In terms of the underwriting structure, SpaceX is adopting a more customized arrangement. Bank of America will primarily target high-net-worth clients in the U.S., while Morgan Stanley will handle individual investor orders through its retail channels, and institutions like UBS and Citigroup will be responsible for international market distribution. The company has not adopted the traditional bank bidding mechanism but has divided functions among different institutions to enhance control over the issuance process.
The market widely expects that this IPO could reach a scale of up to $75 billion, with the company’s valuation approaching $1.75 trillion, likely placing it among the largest IPOs in history.
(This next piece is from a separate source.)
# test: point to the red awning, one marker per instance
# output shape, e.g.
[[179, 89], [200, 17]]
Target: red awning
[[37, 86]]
Insiders say that SpaceX plans to begin investor roadshow communications in April 2026 and may have already prepared to submit confidential listing application documents.
While advancing its IPO, Musk is also making adjustments to its industrial system. Reports indicate that SpaceX has initiated layoffs and replaced some management after integrating with xAI, aiming to optimize its cost structure and improve profitability to align with public market financial expectations.
It is noteworthy that this IPO will focus on attracting long-term investors, including family offices and private capital that have been following SpaceX for a long time, while also leveraging the brand effect accumulated by Tesla and Starlink to increase retail participation. This model aims to reduce short-term trading volatility risks and enhance the stability of the shareholder structure.
Although the IPO timeline and final scale have not yet been fully determined, the high proportion of retail allocation and the refined division of underwriting work indicate that SpaceX is attempting to break the traditional path of technology companies going public. If this strategy is successful, it could set a precedent for the IPO models of large technology firms in the future.